После сообщения, однако, об отсутствии оружия дезертиры засомневались в правдивости и прочих посулов. Ведь в воззвании ясно говорилось, что он с британским королем давно вась-вась. А на поверку что? Тогда изнутри разогретого ожиданием водоворота людей запротестовали отдельные голоса:
— Ждать не желаем твоих винтовок!
— Посылай сюда что есть, хоть косы!
— Коммунисты, могет быть, режут наши семьи!
— Вези, такой-сякой, что обещал!
Правильно организовать перебежчиков Батя не умел. Контрразведка здесь помочь бессильна. Против государственной системы социализма у него кишка тонка, подумал Крюков. Бояться Булак-Балаховича нечего, он личность мнимая. Войско вроде разбойничьей банды. Его расшатать ничего не стоит, потому что среди дезертиров нет единства. Кроме отпетых уголовников, врагов и мерзавцев, в отрядах, правда, есть и обманутые крестьяне, недовольные поборами, взяточничеством службистов и реквизициями, а также не разобравшаяся в обстановке имущественная мелюзга вроде Газетова. Их нетрудно отфильтровать и — по избам! Крестьянство, что очевидно, мира жаждет, ибо хлеб, как дитя, лишь в покое хорошо произрастает.
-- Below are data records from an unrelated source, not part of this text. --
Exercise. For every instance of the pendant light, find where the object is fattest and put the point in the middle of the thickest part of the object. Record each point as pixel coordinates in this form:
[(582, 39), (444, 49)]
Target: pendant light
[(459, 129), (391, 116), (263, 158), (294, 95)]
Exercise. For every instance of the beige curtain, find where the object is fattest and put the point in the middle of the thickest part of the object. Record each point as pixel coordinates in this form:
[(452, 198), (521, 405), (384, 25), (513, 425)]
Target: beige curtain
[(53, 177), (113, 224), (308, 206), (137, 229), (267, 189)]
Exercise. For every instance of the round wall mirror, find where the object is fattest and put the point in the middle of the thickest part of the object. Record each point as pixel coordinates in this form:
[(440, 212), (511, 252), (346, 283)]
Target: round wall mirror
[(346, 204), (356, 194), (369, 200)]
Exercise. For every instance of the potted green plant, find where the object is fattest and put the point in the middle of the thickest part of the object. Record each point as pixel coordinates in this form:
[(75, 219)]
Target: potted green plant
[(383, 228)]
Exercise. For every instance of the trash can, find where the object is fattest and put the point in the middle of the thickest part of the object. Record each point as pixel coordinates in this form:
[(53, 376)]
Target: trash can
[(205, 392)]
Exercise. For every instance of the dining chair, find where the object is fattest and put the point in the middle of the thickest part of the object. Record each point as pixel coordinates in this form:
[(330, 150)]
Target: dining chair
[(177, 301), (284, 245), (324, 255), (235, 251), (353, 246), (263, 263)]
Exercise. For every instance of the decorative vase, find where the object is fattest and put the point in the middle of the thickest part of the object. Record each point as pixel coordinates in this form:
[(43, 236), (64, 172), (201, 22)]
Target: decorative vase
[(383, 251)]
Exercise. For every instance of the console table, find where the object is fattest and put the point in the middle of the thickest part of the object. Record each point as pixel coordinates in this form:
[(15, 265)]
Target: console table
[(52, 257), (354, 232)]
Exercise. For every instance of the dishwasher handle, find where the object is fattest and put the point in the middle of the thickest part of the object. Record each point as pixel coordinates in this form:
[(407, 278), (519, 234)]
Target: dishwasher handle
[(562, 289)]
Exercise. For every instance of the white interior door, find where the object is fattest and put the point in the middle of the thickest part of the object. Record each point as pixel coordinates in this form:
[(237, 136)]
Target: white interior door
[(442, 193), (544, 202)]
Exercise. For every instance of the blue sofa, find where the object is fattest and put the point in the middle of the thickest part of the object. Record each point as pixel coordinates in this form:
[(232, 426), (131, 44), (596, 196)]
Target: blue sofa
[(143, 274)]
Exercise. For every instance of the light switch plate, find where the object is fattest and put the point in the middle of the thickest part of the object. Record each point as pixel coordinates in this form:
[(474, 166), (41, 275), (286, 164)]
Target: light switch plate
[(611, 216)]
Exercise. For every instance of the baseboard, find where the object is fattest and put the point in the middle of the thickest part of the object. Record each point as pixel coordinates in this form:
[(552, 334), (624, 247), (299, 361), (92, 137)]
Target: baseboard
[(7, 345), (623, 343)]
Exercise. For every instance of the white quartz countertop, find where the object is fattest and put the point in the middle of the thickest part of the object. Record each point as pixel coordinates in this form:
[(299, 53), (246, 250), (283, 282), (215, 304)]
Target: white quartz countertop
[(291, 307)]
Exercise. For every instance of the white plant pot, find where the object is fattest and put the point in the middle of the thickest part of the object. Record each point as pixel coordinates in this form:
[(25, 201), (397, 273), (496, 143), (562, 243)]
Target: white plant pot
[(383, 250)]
Вот тут-то во дворе кадетского корпуса для Крюкова совершенно прояснилась несколько туманная прежде фигура атамана Станислава Николаевича Булак-Балаховича. До поздней весны его фамилия, так же как и фамилия Юденича, редко мелькала в ориентировках, посылаемых в Петроград. Проспиртованная усатая физиономия дезертирского Бати маячила на заднем плане. А личность этого, пожалуй, самого удивительного и пока еще недостаточно изученного переметчика затмила в цепкой памяти народной прочих генералов — и Дзерожинского, и Палена, и Ливена, и Родзянко, и даже самого Юденича. После бегства из Красной Армии Батя занимал сначала скромный пост командира конного полка, который дислоцировался в районе, примыкавшем к юго-западным берегам Чудского озера, и не завоевал права выступать с декларациями. Он лишь предпринимал усилия продраться наверх среди себе подобных. Успешные бои под Псковом выдвинули его на авансцену из толпы начальников среднего звена.
Булак-Балахович принадлежал к числу тех, кто непосредственно руководил боевыми порядками атакующих на всех белых фронтах и от кого зависел тактический успех операций. В большинстве эти люди были безжалостны и молоды — до сорока, во всяком случае. Они тяготели к индивидуальным целям и негосударственной политике. Кое-кто совершил и авантюристическую петлю, подобно Булак-Балаховичу, дезертировав из Красной Армии. Несмотря на разный культурный уровень, образование и войсковую подготовку, несмотря на неодинаковую подоплеку борьбы против утвердившегося строя, они были крепкие, выносливые и в военном отношении не бесталанные, а иногда и ярко одаренные деятели. Несгибаемая воля умирающего от тифа Каппеля, тачаночные удары Махно, слащевские маневры и контрманевры заключительного периода Добрармии!.. Да что говорить! Воевать умели!
Однако всегда и везде они изображали, что хотят опереться на крестьянскую массу и первые, если не считать Столыпина, ее расслоили, обслуживая лишь интересы зажиточных производителей сельскохозяйственной продукции или скорее «аристократической», довольно немногочисленной крестьянской верхушки.
Отдать заблудших братьев в лапы балаховцев преступно. Пора этих сбитых с толку сагитировать да выводить и не по одному, по двое, а массой — рывком! Но прежде надо вернуться к Климентьеву с разведкой — с тем, что запомнил и нашифровал, — и надо, чтоб в определенном месте дожидались.
Крюков долго размышлял: самому ли идти через фронт или послать Газетова с шифровкой? Да много ли в шифровке нашифруешь? Решил идти сам. Его переполняли впечатления. Газетов капнул соседям по казарме, что Крюков встретил куму и приклеился к ней, чем вызвал у дезертиров зависть и одобрение. Тихий, тихий, а не промах!
Прощаясь, Газетов обнял Крюкова:
— Как моя Настя, поспрошай у Климентьева обязательно. Обещаешь?
— Обещаю. Ты меня жди, не бойся. Я возвращусь, ежели не убьют.